Would it be wrong to call them and tell them "Told you so"?

LynK

but it is easy. we like easy.


everyone needs the extra fast failover!
Sys Admin: "You have a stuck route"
            Me: "You have an incorrect Default Gateway"

deanwebb

Take a baseball bat and trash all the routers, shout out "IT'S A NETWORK PROBLEM NOW, SUCKERS!" and then peel out of the parking lot in your Ferrari.
"The world could perish if people only worked on things that were easy to handle." -- Vladimir Savchenko
Вопросы есть? Вопросов нет! | BCEB: Belkin Certified Expert Baffler | "Plan B is Plan A with an element of panic." -- John Clarke
Accounting is architecture, remember that!
Air gaps are high-latency Internet connections.

Otanx

We did VSS in our first DC because "easy". Have not hit any bugs, but patching VSS is more involved, and with only one control plane a single configuration error can kill everything. In the process of building two new DCs, and have decided not to use VSS. Also have a side project to figure out how to break VSS and go to independent cores for DC1. Shouldn't be too hard. We were smart enough that the majority of the layer 3 interfaces have HSRP configured.

-Otanx

mlan

@dlots - I have seen this once myself, but the team did not have any split-brain detection configured.  Any idea what type of dual-active detection they were running for this incident?  I have been suggesting "fast-hello" for the VSS deployments in my environment.
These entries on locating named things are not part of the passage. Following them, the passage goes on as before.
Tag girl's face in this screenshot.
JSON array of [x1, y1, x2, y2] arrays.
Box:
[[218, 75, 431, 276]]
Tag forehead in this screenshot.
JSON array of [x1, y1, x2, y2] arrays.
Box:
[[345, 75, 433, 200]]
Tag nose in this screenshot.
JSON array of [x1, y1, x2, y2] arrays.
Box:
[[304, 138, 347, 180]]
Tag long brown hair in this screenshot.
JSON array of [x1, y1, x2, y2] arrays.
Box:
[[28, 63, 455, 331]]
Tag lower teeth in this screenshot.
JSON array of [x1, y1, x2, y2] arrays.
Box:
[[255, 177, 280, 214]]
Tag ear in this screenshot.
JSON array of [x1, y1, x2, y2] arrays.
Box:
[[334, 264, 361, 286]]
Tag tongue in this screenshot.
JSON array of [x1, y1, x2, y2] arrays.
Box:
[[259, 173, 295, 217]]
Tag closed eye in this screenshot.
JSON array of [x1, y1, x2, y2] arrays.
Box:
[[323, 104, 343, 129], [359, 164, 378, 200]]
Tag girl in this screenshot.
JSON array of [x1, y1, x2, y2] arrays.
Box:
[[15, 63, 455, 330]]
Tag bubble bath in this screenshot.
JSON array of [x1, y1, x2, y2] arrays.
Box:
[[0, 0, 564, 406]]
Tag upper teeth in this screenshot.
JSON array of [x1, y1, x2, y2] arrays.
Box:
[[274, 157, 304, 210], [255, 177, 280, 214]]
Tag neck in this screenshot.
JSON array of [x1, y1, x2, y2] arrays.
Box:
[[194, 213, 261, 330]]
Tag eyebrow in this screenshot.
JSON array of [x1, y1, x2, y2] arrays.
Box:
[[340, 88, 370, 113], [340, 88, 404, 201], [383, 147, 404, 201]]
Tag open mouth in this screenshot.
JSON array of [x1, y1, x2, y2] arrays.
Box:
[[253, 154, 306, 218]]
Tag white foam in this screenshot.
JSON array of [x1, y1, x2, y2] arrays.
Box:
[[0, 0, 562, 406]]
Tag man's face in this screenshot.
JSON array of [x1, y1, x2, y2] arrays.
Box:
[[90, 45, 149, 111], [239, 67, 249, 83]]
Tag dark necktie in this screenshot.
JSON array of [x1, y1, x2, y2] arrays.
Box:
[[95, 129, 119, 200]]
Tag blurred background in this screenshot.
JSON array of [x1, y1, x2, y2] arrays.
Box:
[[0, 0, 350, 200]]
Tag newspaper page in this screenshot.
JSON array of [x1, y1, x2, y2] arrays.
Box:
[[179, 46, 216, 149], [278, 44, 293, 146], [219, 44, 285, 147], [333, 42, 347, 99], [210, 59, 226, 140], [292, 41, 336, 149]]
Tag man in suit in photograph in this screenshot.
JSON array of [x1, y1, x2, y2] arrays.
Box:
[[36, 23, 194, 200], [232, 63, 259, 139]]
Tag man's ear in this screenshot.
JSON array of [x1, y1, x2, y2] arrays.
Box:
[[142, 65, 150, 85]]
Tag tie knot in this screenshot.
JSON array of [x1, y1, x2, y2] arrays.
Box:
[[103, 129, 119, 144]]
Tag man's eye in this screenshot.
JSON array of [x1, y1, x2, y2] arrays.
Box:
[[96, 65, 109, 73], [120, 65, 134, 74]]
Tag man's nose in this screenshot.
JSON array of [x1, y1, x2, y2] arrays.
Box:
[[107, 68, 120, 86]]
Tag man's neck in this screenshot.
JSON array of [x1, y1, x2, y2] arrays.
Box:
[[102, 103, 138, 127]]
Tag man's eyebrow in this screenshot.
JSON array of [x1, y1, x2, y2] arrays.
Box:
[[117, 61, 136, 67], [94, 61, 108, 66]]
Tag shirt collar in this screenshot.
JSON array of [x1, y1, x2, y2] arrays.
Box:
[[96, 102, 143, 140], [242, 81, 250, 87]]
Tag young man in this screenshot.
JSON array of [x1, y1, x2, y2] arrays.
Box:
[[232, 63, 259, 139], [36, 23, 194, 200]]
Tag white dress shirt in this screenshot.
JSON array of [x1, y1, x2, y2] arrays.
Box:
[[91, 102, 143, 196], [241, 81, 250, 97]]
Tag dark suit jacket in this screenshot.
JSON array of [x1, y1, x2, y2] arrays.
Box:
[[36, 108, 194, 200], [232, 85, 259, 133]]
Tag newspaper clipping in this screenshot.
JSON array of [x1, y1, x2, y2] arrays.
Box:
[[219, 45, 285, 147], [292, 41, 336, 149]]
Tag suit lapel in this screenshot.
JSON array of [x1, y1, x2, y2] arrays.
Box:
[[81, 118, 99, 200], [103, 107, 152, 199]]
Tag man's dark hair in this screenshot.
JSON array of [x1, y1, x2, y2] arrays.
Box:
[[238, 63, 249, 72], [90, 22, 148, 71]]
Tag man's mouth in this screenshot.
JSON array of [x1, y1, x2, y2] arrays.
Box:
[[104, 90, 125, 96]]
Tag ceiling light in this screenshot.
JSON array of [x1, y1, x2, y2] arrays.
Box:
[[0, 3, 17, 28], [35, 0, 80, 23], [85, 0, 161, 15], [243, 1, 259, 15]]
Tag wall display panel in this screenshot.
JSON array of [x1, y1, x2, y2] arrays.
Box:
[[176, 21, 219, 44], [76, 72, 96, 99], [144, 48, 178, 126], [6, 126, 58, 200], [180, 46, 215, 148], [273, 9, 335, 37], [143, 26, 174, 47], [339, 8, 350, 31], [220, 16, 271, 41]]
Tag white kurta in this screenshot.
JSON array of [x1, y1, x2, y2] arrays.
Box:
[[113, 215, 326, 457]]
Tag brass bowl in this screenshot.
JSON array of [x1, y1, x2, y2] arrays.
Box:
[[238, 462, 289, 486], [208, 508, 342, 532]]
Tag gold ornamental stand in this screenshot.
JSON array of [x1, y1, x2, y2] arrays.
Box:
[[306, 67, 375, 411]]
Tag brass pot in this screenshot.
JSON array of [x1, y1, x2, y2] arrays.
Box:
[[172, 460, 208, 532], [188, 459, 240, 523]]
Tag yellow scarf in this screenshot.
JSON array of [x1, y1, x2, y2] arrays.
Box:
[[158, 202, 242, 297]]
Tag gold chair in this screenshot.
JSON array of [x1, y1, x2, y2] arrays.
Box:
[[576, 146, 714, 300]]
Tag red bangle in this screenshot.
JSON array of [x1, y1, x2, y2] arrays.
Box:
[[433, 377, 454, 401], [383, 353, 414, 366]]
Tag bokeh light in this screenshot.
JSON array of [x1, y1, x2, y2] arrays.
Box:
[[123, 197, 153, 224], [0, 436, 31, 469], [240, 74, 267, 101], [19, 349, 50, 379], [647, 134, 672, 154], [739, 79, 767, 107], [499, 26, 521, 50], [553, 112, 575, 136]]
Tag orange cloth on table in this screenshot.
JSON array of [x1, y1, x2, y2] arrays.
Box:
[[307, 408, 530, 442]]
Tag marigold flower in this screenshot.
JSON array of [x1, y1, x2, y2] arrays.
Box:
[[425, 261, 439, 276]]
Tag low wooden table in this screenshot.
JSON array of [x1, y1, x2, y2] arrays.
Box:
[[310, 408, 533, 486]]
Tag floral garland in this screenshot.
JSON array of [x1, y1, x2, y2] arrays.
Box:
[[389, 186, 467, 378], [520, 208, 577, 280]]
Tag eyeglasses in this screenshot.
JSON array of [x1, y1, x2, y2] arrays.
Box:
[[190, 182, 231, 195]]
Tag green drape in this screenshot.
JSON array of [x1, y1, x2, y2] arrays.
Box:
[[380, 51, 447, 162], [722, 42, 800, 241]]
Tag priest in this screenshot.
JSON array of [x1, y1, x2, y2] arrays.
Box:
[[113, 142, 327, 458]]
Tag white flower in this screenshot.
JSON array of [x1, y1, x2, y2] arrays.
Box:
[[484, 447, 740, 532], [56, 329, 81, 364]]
Also, do you happen to know the bug ID?

dlots

Sorry no to both.
I wasn't very popular with the network team there, and don't talk to them much at all.

wintermute000

Shared blast radius. I'm not a fan in a DC scenario. For campus where you can usually bring it down on a Sunday etc different story

icecream-guy

:professorcat:

My Moral Fibers have been cut.

SimonV

So what's the opinion on stacking vs standalone core switches then?

I'm not a DC guy, doing mostly office and warehouse networks and I almost always install two separate L3 switches with RSTP and fast HSRP timers. Two-link etherchannels to both cores and load-balancing the VLANs by modifying STP cost.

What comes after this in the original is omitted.